The biggest challenge of 2022 for me personally was job changes. Up until June, I had a job that I loved at Pattern Health, working with old friends at a startup and building new skills. It was about all I could ask for until one day in June when my boss called me into an impromptu Zoom meeting to tell me the board was cutting the workforce and I had been laid off. My manager, John, is a good friend. He was as surprised and saddened as anyone and I know it must have been tough for him to do it. I didn’t take it personally – startups don’t always succeed – but it is never convenient to have to look for work. The silver lining is that within two days, I had 42 leads from my huge network of friends. I had to make a spreadsheet to keep up with all the suggestions.
After a vigorous job search I wound up getting three job offers. I politely turned the first one down. The team was really nice but the role itself was largely Windows-focused and I didn’t want my Linux skills to atrophy. The second was for a local startup company that would’ve gotten me (or at least one foot of me) back into sales engineering in addition to DevOps. I considered it but turned it down as well since I didn’t think I clicked with upper management and there were some things I saw that raised some ethical questions.
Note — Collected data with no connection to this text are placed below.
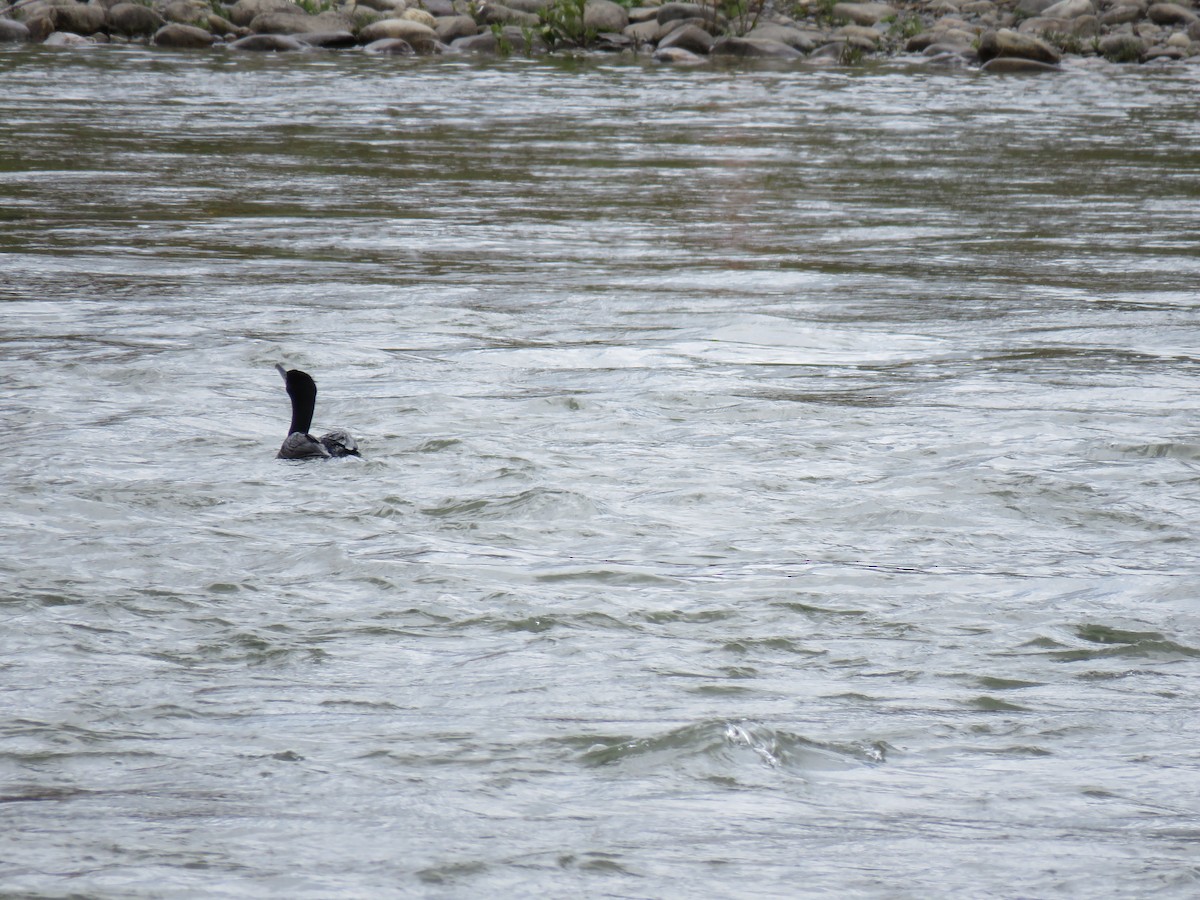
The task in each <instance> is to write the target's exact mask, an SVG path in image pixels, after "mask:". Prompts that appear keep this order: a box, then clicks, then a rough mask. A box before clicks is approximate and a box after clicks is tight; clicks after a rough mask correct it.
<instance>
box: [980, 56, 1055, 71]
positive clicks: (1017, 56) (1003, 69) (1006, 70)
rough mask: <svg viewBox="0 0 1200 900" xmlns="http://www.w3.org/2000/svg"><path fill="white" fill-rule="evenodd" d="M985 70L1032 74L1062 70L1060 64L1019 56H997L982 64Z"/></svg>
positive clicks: (990, 70)
mask: <svg viewBox="0 0 1200 900" xmlns="http://www.w3.org/2000/svg"><path fill="white" fill-rule="evenodd" d="M982 70H983V71H984V72H989V73H991V74H1032V73H1037V72H1061V71H1062V70H1061V68H1058V66H1051V65H1049V64H1048V62H1038V61H1037V60H1034V59H1020V58H1018V56H997V58H996V59H994V60H990V61H988V62H985V64H984V65H983V66H982Z"/></svg>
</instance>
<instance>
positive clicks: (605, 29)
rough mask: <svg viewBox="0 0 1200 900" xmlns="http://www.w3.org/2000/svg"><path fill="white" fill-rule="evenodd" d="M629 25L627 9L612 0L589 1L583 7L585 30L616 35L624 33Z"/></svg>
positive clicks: (593, 0) (583, 21) (597, 0)
mask: <svg viewBox="0 0 1200 900" xmlns="http://www.w3.org/2000/svg"><path fill="white" fill-rule="evenodd" d="M628 24H629V13H628V12H625V7H624V6H620V5H618V4H614V2H613V1H612V0H588V2H587V5H586V6H584V7H583V25H584V28H590V29H594V30H595V31H598V32H601V34H604V32H610V34H616V32H620V31H623V30H624V29H625V26H626V25H628Z"/></svg>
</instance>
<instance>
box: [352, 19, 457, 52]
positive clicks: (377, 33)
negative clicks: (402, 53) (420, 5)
mask: <svg viewBox="0 0 1200 900" xmlns="http://www.w3.org/2000/svg"><path fill="white" fill-rule="evenodd" d="M385 37H392V38H397V37H398V38H400V40H401V41H407V42H408V43H409V46H410V47H412V48H413V49H414V50H415V52H416V53H422V54H424V53H437V50H438V36H437V32H436V31H434V30H433V29H432V28H430V26H428V25H422V24H421V23H419V22H412V20H410V19H379V20H378V22H372V23H371V24H370V25H367V26H366V28H365V29H362V30H361V31H359V42H360V43H364V44H368V43H373V42H374V41H380V40H383V38H385Z"/></svg>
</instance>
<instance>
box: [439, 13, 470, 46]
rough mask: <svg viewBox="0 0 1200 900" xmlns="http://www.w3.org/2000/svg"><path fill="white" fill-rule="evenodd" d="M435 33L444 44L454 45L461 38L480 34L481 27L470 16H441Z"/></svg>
mask: <svg viewBox="0 0 1200 900" xmlns="http://www.w3.org/2000/svg"><path fill="white" fill-rule="evenodd" d="M433 32H434V34H436V35H437V36H438V40H439V41H440V42H442V43H454V42H455V41H457V40H458V38H460V37H470V36H472V35H478V34H479V25H476V24H475V20H474V19H473V18H470V16H439V17H438V20H437V25H434V26H433Z"/></svg>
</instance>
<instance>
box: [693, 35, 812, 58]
mask: <svg viewBox="0 0 1200 900" xmlns="http://www.w3.org/2000/svg"><path fill="white" fill-rule="evenodd" d="M709 55H712V56H740V58H742V59H797V58H798V56H800V55H802V54H800V52H799V50H797V49H796V48H793V47H788V46H787V44H786V43H780V42H779V41H760V40H756V38H749V37H733V36H732V35H727V36H725V37H719V38H718V40H716V41H715V42H714V43H713V49H712V50H710V52H709Z"/></svg>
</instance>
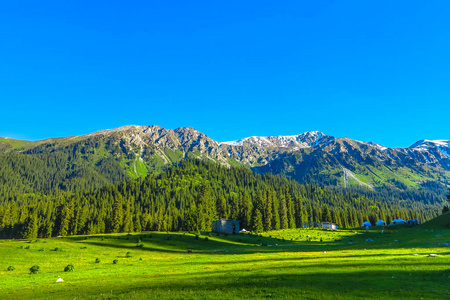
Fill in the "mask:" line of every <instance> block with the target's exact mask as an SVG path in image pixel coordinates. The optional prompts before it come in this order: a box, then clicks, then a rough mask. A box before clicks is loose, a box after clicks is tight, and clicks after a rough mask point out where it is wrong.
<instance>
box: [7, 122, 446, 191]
mask: <svg viewBox="0 0 450 300" xmlns="http://www.w3.org/2000/svg"><path fill="white" fill-rule="evenodd" d="M0 154H1V155H2V156H3V157H4V158H5V157H9V160H8V161H10V162H9V163H8V162H7V161H4V163H2V165H3V164H6V165H7V166H9V167H10V169H12V170H13V169H14V168H13V167H11V163H12V161H13V160H12V159H11V155H16V156H17V155H19V157H23V156H27V157H28V158H30V157H36V159H40V160H43V159H44V160H47V161H48V160H49V159H50V157H56V156H57V157H60V159H61V163H60V165H59V166H58V168H57V169H55V170H57V171H58V172H59V174H60V175H58V176H55V177H60V182H59V183H58V184H63V185H64V184H66V185H67V184H68V182H70V180H72V179H73V178H76V177H77V176H80V174H85V173H86V172H88V173H89V172H90V173H91V175H90V176H91V177H92V178H96V179H98V178H105V180H104V182H114V181H115V180H122V179H123V178H126V177H134V178H135V177H139V176H144V175H146V174H149V173H158V172H161V171H163V170H164V169H165V168H166V167H167V166H168V165H172V164H175V163H178V162H180V161H181V160H183V159H188V158H201V159H208V160H212V161H215V162H217V163H219V164H222V165H226V166H243V167H248V168H252V169H253V170H254V171H255V172H258V173H273V174H280V175H283V176H286V177H289V178H292V179H294V180H297V181H298V182H300V183H316V184H320V185H324V186H337V187H341V188H345V187H365V188H368V189H372V190H376V189H378V188H382V187H389V188H391V189H398V190H406V189H420V188H422V187H423V186H427V185H430V184H432V185H436V184H437V185H439V186H440V187H441V188H443V187H446V186H448V185H449V184H450V141H448V140H420V141H417V142H415V143H414V144H412V145H411V146H410V147H408V148H388V147H384V146H382V145H379V144H375V143H372V142H361V141H356V140H353V139H350V138H347V137H342V138H335V137H333V136H329V135H326V134H324V133H322V132H318V131H309V132H305V133H302V134H298V135H292V136H269V137H260V136H252V137H248V138H244V139H241V140H237V141H230V142H218V141H215V140H213V139H212V138H210V137H208V136H207V135H205V134H203V133H201V132H199V131H197V130H195V129H193V128H191V127H183V128H177V129H174V130H172V129H165V128H162V127H160V126H156V125H152V126H135V125H130V126H123V127H119V128H115V129H109V130H102V131H98V132H94V133H91V134H87V135H82V136H72V137H63V138H52V139H46V140H41V141H19V140H14V139H9V138H0ZM106 166H108V167H106ZM16 167H17V166H16ZM1 168H2V167H1V166H0V171H1ZM21 168H22V169H24V168H25V169H26V168H27V166H26V165H25V166H21ZM111 172H118V173H120V174H121V175H120V176H112V175H111ZM25 173H27V172H24V173H23V174H25ZM61 174H62V175H61ZM24 176H25V175H24ZM26 176H27V180H28V177H29V176H28V175H26ZM36 176H39V175H36ZM111 178H113V179H111ZM22 179H23V178H22ZM17 180H20V179H17ZM24 180H25V179H24Z"/></svg>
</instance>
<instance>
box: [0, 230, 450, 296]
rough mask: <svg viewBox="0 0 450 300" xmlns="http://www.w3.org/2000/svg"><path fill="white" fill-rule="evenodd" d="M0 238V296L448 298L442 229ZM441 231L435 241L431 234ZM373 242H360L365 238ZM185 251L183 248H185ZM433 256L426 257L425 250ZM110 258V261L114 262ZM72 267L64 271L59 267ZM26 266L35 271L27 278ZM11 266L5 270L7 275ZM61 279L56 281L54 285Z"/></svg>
mask: <svg viewBox="0 0 450 300" xmlns="http://www.w3.org/2000/svg"><path fill="white" fill-rule="evenodd" d="M381 230H382V229H372V230H370V231H366V230H359V229H352V230H337V231H327V230H298V229H289V230H282V231H272V232H267V233H265V234H262V235H249V234H241V235H223V234H220V235H217V234H215V233H209V232H202V233H201V234H200V235H198V236H196V234H193V233H189V232H178V233H163V232H144V233H139V234H111V235H90V236H79V237H68V238H51V239H38V240H9V241H8V240H0V257H8V259H7V260H5V259H3V260H1V262H0V277H1V278H2V280H1V281H0V295H2V296H1V298H2V299H55V298H57V299H244V298H245V299H261V298H276V299H298V298H302V299H321V300H322V299H332V300H335V299H392V298H401V299H420V298H423V299H439V300H441V299H447V298H448V296H449V295H450V289H449V284H448V281H449V277H450V271H449V268H448V266H449V264H450V261H449V259H450V256H449V255H447V253H448V250H449V248H448V247H445V246H442V241H443V240H445V241H448V239H449V238H450V232H449V230H448V229H436V230H435V231H433V232H432V233H430V231H429V230H428V231H425V230H423V229H422V230H419V229H417V228H404V229H401V230H395V231H390V230H386V229H385V230H384V231H383V233H381ZM436 236H441V237H439V238H438V237H436ZM368 239H370V240H373V242H367V240H368ZM189 249H190V250H192V253H186V252H187V251H188V250H189ZM431 253H433V254H437V255H438V256H437V257H429V254H431ZM115 260H116V261H117V263H116V264H114V263H113V261H115ZM68 265H72V266H73V269H72V271H70V272H65V271H64V269H65V268H66V267H67V266H68ZM32 266H39V269H40V271H39V272H37V273H36V274H30V268H31V267H32ZM8 268H9V269H12V270H11V271H8ZM58 278H62V279H63V280H64V281H63V282H58V283H57V282H56V280H57V279H58Z"/></svg>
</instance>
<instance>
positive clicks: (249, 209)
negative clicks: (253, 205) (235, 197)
mask: <svg viewBox="0 0 450 300" xmlns="http://www.w3.org/2000/svg"><path fill="white" fill-rule="evenodd" d="M240 207H241V221H242V227H243V228H245V227H247V228H249V227H250V226H251V224H252V202H251V200H250V196H249V195H248V193H247V191H244V192H243V193H241V205H240Z"/></svg>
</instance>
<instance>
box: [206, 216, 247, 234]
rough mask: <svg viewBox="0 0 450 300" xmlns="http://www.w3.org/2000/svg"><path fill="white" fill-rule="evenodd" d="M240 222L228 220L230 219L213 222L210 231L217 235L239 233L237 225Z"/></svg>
mask: <svg viewBox="0 0 450 300" xmlns="http://www.w3.org/2000/svg"><path fill="white" fill-rule="evenodd" d="M240 222H241V221H237V220H230V219H220V220H217V221H213V224H212V231H214V232H219V233H228V234H233V233H239V223H240Z"/></svg>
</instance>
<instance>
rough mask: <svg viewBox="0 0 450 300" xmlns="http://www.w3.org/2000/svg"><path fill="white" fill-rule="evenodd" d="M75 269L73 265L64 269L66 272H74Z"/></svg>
mask: <svg viewBox="0 0 450 300" xmlns="http://www.w3.org/2000/svg"><path fill="white" fill-rule="evenodd" d="M74 269H75V267H74V266H73V265H72V264H70V265H67V266H66V267H65V268H64V272H73V270H74Z"/></svg>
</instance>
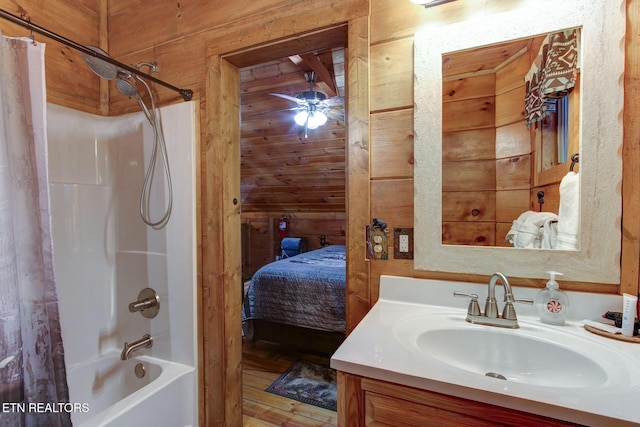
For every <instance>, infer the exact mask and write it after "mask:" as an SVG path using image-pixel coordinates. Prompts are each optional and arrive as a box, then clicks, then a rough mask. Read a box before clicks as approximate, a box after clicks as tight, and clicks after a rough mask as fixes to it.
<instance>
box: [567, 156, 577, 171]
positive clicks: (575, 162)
mask: <svg viewBox="0 0 640 427" xmlns="http://www.w3.org/2000/svg"><path fill="white" fill-rule="evenodd" d="M576 163H580V154H578V153H575V154H572V155H571V166H570V167H569V170H570V171H571V172H573V167H574V166H575V165H576Z"/></svg>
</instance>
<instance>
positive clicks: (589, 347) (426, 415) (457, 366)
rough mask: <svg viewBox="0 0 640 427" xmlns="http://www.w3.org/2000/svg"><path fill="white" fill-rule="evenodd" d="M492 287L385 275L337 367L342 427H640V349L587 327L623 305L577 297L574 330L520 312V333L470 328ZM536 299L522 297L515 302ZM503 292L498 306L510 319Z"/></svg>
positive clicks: (569, 326) (615, 301)
mask: <svg viewBox="0 0 640 427" xmlns="http://www.w3.org/2000/svg"><path fill="white" fill-rule="evenodd" d="M487 288H488V286H487V285H483V284H474V283H464V282H447V281H440V280H427V279H413V278H403V277H393V276H382V277H381V283H380V299H379V300H378V302H377V303H376V304H375V305H374V307H373V308H372V310H371V311H370V312H369V313H368V314H367V316H366V317H365V318H364V319H363V320H362V322H361V323H360V324H359V325H358V326H357V327H356V328H355V329H354V331H353V332H352V333H351V334H350V335H349V336H348V337H347V339H346V340H345V342H344V343H343V344H342V346H341V347H340V348H339V349H338V350H337V351H336V353H335V354H334V355H333V357H332V360H331V366H332V367H333V368H335V369H337V370H338V397H339V402H338V414H339V425H340V426H354V427H355V426H362V425H365V426H385V425H388V426H422V425H442V426H461V425H469V426H481V425H492V426H495V425H513V426H516V425H517V426H526V425H530V426H539V425H545V426H555V425H558V426H564V425H589V426H610V425H616V426H624V425H637V424H638V423H640V414H639V413H638V411H637V410H635V408H636V407H637V400H638V396H640V346H639V345H638V344H635V343H627V342H622V341H617V340H613V339H609V338H605V337H602V336H599V335H594V334H591V333H590V332H588V331H586V330H585V329H584V328H583V326H582V324H581V322H580V321H581V320H583V319H590V320H601V318H600V316H601V315H602V314H603V313H604V312H606V311H608V310H611V311H620V309H621V306H622V297H620V296H617V295H601V294H589V293H580V292H568V295H569V299H570V304H571V309H570V312H569V317H568V320H567V324H566V325H564V326H552V325H546V324H542V323H541V322H540V321H539V319H538V317H537V314H536V311H535V308H534V307H533V306H530V305H524V304H516V305H515V308H516V313H517V317H518V322H519V327H518V328H514V329H510V328H502V327H496V326H486V325H478V324H471V323H469V322H467V321H466V320H465V319H466V314H467V306H468V302H469V300H468V299H467V298H456V297H454V296H453V292H454V291H460V292H464V293H469V294H477V295H478V296H479V299H480V301H481V305H482V302H484V298H485V297H486V296H487ZM537 291H538V289H534V288H519V287H514V288H513V294H514V296H515V298H516V299H523V298H534V297H535V294H536V292H537ZM502 293H503V289H502V286H497V287H496V296H497V299H498V304H499V307H500V310H501V309H502V306H503V303H502Z"/></svg>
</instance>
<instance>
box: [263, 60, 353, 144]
mask: <svg viewBox="0 0 640 427" xmlns="http://www.w3.org/2000/svg"><path fill="white" fill-rule="evenodd" d="M304 78H305V79H306V80H307V82H309V90H308V91H304V92H300V93H298V94H297V95H296V96H295V97H293V96H289V95H285V94H283V93H270V94H269V95H273V96H277V97H280V98H283V99H286V100H288V101H292V102H295V103H296V104H297V106H295V107H291V108H287V109H286V110H280V111H289V110H290V111H298V113H297V114H296V115H295V116H294V118H293V119H294V121H295V122H296V123H297V124H298V126H301V127H303V128H304V137H305V138H306V137H307V135H308V130H309V129H316V128H318V127H319V126H322V125H324V124H325V123H327V120H328V119H329V118H331V119H335V120H341V121H344V98H343V97H341V96H336V97H333V98H327V96H326V95H325V94H324V93H322V92H318V91H315V90H313V84H314V83H315V79H316V73H315V71H308V72H305V73H304Z"/></svg>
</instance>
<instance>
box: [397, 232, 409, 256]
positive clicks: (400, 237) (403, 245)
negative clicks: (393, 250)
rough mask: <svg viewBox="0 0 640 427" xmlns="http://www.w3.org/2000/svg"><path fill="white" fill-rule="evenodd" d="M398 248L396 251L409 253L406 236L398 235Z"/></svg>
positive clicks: (408, 243) (407, 244)
mask: <svg viewBox="0 0 640 427" xmlns="http://www.w3.org/2000/svg"><path fill="white" fill-rule="evenodd" d="M398 246H399V247H398V250H399V251H400V252H409V236H408V235H407V234H401V235H400V241H399V242H398Z"/></svg>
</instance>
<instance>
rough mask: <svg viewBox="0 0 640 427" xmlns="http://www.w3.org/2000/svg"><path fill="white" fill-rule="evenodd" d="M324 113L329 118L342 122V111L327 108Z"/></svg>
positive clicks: (342, 113) (342, 115) (343, 115)
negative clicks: (338, 120)
mask: <svg viewBox="0 0 640 427" xmlns="http://www.w3.org/2000/svg"><path fill="white" fill-rule="evenodd" d="M325 114H326V115H327V117H329V118H330V119H333V120H339V121H341V122H344V112H343V111H336V110H327V111H326V113H325Z"/></svg>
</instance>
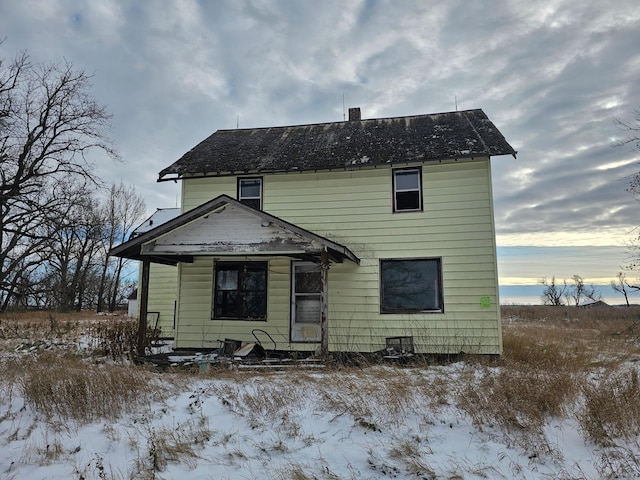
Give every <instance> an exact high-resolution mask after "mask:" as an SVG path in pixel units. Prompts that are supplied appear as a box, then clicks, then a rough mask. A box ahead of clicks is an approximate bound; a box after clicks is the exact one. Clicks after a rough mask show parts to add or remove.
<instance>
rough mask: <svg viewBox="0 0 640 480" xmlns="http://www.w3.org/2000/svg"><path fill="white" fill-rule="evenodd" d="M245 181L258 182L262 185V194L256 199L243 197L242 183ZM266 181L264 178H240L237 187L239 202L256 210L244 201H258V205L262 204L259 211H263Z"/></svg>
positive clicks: (253, 207) (246, 177) (251, 206)
mask: <svg viewBox="0 0 640 480" xmlns="http://www.w3.org/2000/svg"><path fill="white" fill-rule="evenodd" d="M245 181H258V182H259V184H260V194H259V195H258V196H257V197H255V196H253V197H250V196H243V195H242V182H245ZM263 187H264V180H263V178H262V177H238V182H237V185H236V188H237V198H238V201H239V202H240V203H242V204H244V205H248V206H249V207H251V208H255V207H254V206H253V205H250V204H249V203H246V202H245V201H244V200H258V203H259V204H260V207H259V208H258V209H257V210H262V200H263V197H264V188H263Z"/></svg>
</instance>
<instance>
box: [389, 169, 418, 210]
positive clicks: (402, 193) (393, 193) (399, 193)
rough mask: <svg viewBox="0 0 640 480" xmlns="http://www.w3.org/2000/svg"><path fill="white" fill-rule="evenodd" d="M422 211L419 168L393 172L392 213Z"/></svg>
mask: <svg viewBox="0 0 640 480" xmlns="http://www.w3.org/2000/svg"><path fill="white" fill-rule="evenodd" d="M421 210H422V172H421V170H420V169H419V168H404V169H402V170H393V211H394V212H419V211H421Z"/></svg>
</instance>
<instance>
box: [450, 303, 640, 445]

I wound up taking the third offer even though it was significantly lower than the other two. It was for an even tinier startup because the company was intriguing and I would be working a four-day workweek. I felt good about working for a company that claimed to want to give back, and was looking forward to having some extra time to devote to my own projects. Well, it turned out the company didn’t really live up to its values. Material information was withheld until after I’d accepted the offer. My manager did not play well with others, alienating me as well as the developers we ostensibly were serving. The DevOps work I had hoped to be doing never materialized. The four-day work week? Well, they didn’t really mean that. I was relieved when we parted ways. To think that I had chosen this employer based on ethics is laughable now.